Saí do autocarro de volta (quando era de noite) e olhei para os prédios à minha frente, para o parque de estacionamento, para os prédios à esquerda, para a estrada a descer, e para a paragem do outro lado da Avenida, em frente aos azulejos de Eduardo Nery, naquela encosta feita de escadas, de pedra, de árvores e de verde, onde algumas horas antes tinha apanhado o autocarro de ida (quando era de dia).
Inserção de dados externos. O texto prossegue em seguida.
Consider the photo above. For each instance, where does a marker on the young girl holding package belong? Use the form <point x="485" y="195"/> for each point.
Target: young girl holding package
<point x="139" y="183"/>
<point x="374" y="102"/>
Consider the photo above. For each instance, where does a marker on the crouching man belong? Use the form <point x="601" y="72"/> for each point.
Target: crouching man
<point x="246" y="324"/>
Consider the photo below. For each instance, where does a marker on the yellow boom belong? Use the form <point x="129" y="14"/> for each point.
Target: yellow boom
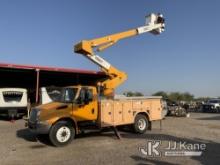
<point x="155" y="25"/>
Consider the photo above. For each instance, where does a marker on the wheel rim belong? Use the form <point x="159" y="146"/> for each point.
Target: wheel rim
<point x="63" y="134"/>
<point x="141" y="124"/>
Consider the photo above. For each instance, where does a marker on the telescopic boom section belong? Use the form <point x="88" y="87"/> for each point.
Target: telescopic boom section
<point x="155" y="24"/>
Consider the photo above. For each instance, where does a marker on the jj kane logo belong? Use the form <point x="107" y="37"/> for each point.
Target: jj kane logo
<point x="173" y="148"/>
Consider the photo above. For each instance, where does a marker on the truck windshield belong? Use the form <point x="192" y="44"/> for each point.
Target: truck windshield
<point x="214" y="101"/>
<point x="67" y="95"/>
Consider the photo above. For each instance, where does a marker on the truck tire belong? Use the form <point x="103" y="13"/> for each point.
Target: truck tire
<point x="141" y="124"/>
<point x="62" y="133"/>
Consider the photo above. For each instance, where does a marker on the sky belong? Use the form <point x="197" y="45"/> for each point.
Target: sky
<point x="184" y="58"/>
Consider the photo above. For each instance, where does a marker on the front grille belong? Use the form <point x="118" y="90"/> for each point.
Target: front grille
<point x="33" y="115"/>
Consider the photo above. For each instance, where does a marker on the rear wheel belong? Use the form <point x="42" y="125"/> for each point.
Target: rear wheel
<point x="141" y="124"/>
<point x="62" y="133"/>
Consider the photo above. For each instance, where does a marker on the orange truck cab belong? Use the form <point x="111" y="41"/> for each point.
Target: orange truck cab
<point x="79" y="107"/>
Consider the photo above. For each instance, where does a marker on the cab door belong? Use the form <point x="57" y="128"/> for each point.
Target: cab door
<point x="86" y="105"/>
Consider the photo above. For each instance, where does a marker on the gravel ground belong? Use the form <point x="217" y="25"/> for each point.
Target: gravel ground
<point x="19" y="146"/>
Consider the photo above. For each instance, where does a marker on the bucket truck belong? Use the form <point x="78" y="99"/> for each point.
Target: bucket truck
<point x="80" y="107"/>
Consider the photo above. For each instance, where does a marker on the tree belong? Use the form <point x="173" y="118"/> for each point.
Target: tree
<point x="161" y="93"/>
<point x="132" y="94"/>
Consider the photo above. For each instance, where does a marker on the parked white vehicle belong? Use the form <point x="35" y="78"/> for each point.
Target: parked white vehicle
<point x="13" y="102"/>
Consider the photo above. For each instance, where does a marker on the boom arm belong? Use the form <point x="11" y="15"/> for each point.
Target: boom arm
<point x="155" y="25"/>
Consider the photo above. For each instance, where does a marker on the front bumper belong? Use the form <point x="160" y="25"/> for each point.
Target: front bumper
<point x="13" y="111"/>
<point x="39" y="127"/>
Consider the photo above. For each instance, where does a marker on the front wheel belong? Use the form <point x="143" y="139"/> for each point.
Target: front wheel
<point x="141" y="124"/>
<point x="62" y="133"/>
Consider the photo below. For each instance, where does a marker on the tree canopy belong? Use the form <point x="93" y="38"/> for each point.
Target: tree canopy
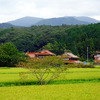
<point x="55" y="38"/>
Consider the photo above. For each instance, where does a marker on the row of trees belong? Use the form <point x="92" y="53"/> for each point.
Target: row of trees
<point x="55" y="38"/>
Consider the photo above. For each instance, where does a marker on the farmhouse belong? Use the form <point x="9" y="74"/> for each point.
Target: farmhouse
<point x="40" y="54"/>
<point x="97" y="57"/>
<point x="68" y="57"/>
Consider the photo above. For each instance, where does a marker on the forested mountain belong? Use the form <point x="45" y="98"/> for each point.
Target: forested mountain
<point x="6" y="25"/>
<point x="25" y="21"/>
<point x="68" y="20"/>
<point x="55" y="38"/>
<point x="60" y="21"/>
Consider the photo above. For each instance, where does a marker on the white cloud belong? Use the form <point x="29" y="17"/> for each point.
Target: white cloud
<point x="14" y="9"/>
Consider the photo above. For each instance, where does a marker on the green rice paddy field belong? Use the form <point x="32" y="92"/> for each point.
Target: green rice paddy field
<point x="74" y="84"/>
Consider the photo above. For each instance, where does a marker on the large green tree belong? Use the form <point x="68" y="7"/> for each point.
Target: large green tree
<point x="45" y="69"/>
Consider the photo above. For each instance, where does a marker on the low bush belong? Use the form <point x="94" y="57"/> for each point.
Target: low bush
<point x="80" y="66"/>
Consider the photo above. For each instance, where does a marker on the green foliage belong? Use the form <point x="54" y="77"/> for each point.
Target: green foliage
<point x="9" y="54"/>
<point x="45" y="69"/>
<point x="55" y="38"/>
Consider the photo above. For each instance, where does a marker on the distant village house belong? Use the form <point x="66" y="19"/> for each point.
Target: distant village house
<point x="68" y="57"/>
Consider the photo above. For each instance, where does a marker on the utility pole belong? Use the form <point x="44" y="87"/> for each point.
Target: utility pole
<point x="87" y="54"/>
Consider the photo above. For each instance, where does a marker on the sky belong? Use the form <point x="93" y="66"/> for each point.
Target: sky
<point x="15" y="9"/>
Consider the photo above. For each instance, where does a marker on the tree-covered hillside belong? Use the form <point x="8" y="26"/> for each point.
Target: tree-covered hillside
<point x="55" y="38"/>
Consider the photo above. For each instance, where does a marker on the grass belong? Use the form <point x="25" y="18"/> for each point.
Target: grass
<point x="82" y="91"/>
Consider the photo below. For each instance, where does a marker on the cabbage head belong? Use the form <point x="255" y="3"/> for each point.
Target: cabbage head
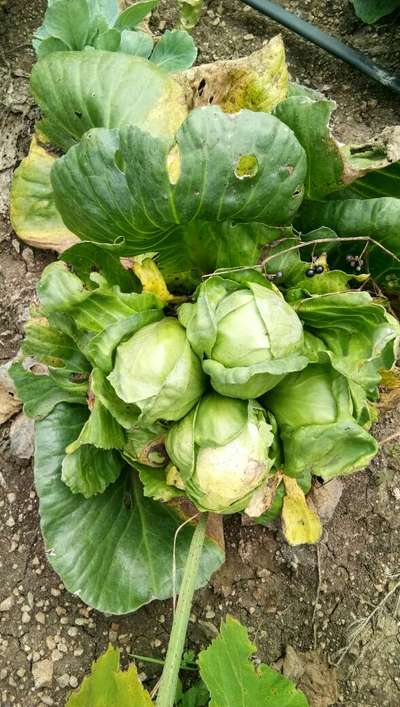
<point x="222" y="452"/>
<point x="157" y="371"/>
<point x="247" y="335"/>
<point x="322" y="420"/>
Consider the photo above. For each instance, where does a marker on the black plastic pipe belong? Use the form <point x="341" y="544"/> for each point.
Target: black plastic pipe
<point x="325" y="41"/>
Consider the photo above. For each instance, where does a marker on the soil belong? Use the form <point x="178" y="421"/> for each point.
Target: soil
<point x="297" y="597"/>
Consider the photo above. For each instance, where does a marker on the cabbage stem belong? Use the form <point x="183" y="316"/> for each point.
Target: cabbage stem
<point x="169" y="677"/>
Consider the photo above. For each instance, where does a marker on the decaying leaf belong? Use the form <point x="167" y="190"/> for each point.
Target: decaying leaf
<point x="390" y="395"/>
<point x="300" y="523"/>
<point x="380" y="152"/>
<point x="34" y="215"/>
<point x="313" y="675"/>
<point x="263" y="497"/>
<point x="257" y="82"/>
<point x="151" y="278"/>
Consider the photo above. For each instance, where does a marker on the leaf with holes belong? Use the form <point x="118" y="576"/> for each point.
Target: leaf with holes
<point x="103" y="89"/>
<point x="34" y="216"/>
<point x="114" y="550"/>
<point x="155" y="193"/>
<point x="330" y="164"/>
<point x="233" y="680"/>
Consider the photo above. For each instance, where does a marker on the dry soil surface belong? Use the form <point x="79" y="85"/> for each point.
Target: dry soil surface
<point x="295" y="597"/>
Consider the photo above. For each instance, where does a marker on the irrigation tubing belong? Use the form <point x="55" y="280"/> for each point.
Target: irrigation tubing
<point x="325" y="41"/>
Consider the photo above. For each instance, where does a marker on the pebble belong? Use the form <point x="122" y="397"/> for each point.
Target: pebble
<point x="42" y="673"/>
<point x="63" y="680"/>
<point x="7" y="603"/>
<point x="21" y="437"/>
<point x="27" y="256"/>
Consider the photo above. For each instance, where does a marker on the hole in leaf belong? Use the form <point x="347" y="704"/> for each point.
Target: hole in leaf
<point x="201" y="87"/>
<point x="174" y="165"/>
<point x="119" y="160"/>
<point x="246" y="167"/>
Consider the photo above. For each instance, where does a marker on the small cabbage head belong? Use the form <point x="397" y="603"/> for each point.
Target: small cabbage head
<point x="221" y="451"/>
<point x="157" y="371"/>
<point x="322" y="419"/>
<point x="247" y="335"/>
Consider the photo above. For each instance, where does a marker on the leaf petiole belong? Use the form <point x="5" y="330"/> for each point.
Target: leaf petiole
<point x="169" y="677"/>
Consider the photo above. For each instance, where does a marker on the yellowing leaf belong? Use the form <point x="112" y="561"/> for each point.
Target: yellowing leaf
<point x="390" y="396"/>
<point x="150" y="277"/>
<point x="257" y="82"/>
<point x="300" y="524"/>
<point x="34" y="215"/>
<point x="107" y="686"/>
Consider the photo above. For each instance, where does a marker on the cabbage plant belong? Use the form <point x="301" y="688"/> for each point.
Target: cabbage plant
<point x="157" y="371"/>
<point x="266" y="228"/>
<point x="249" y="337"/>
<point x="222" y="452"/>
<point x="318" y="421"/>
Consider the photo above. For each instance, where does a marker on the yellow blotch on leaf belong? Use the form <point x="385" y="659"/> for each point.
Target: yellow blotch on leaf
<point x="300" y="524"/>
<point x="151" y="278"/>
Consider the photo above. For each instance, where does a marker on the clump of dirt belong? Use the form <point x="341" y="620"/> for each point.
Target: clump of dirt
<point x="286" y="596"/>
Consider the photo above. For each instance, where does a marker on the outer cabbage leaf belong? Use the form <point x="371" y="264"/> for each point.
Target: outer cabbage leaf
<point x="135" y="13"/>
<point x="40" y="393"/>
<point x="257" y="82"/>
<point x="99" y="319"/>
<point x="243" y="167"/>
<point x="34" y="216"/>
<point x="315" y="412"/>
<point x="114" y="550"/>
<point x="53" y="347"/>
<point x="100" y="430"/>
<point x="89" y="470"/>
<point x="378" y="219"/>
<point x="87" y="257"/>
<point x="75" y="23"/>
<point x="330" y="164"/>
<point x="103" y="89"/>
<point x="108" y="686"/>
<point x="352" y="333"/>
<point x="234" y="681"/>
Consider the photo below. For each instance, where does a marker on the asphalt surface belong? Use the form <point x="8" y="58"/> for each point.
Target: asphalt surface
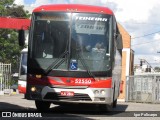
<point x="17" y="105"/>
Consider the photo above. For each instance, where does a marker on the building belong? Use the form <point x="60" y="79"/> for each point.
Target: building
<point x="127" y="60"/>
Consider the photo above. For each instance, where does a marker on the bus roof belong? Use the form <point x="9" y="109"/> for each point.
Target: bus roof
<point x="74" y="8"/>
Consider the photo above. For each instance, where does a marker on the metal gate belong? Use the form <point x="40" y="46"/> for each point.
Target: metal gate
<point x="5" y="78"/>
<point x="143" y="88"/>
Pareceu-me um cenário muito bem pensado e desenhado para uma narrativa urbana e emocional. A Infante Santo é muito dreamy. Na peça ou filme ou vida que imagino passar-se ali há um personagem que espera o autocarro todos os dias, lendo o mesmo livro todos os dias, sobre uma rapariga que ouve canções italianas cantadas por um músico norueguês enquanto dispara pensamentos sobre as coisas simples que vai sentindo. E o personagem acha – as histórias, os pensamentos, as coisas simples – tudo muito real e fictício ao mesmo tempo, tudo muito, lá está, dreamy, tal e qual como aquela paragem onde se encontra, quando é de dia / quando é de noite. Abri o telemóvel e li as notícias sobre o progresso da situação do coronavírus. Lembrei-me da frase de Rachel Cusk: sem estrutura os acontecimentos são irreais. Fui-me embora; no dia seguinte começou o isolamento.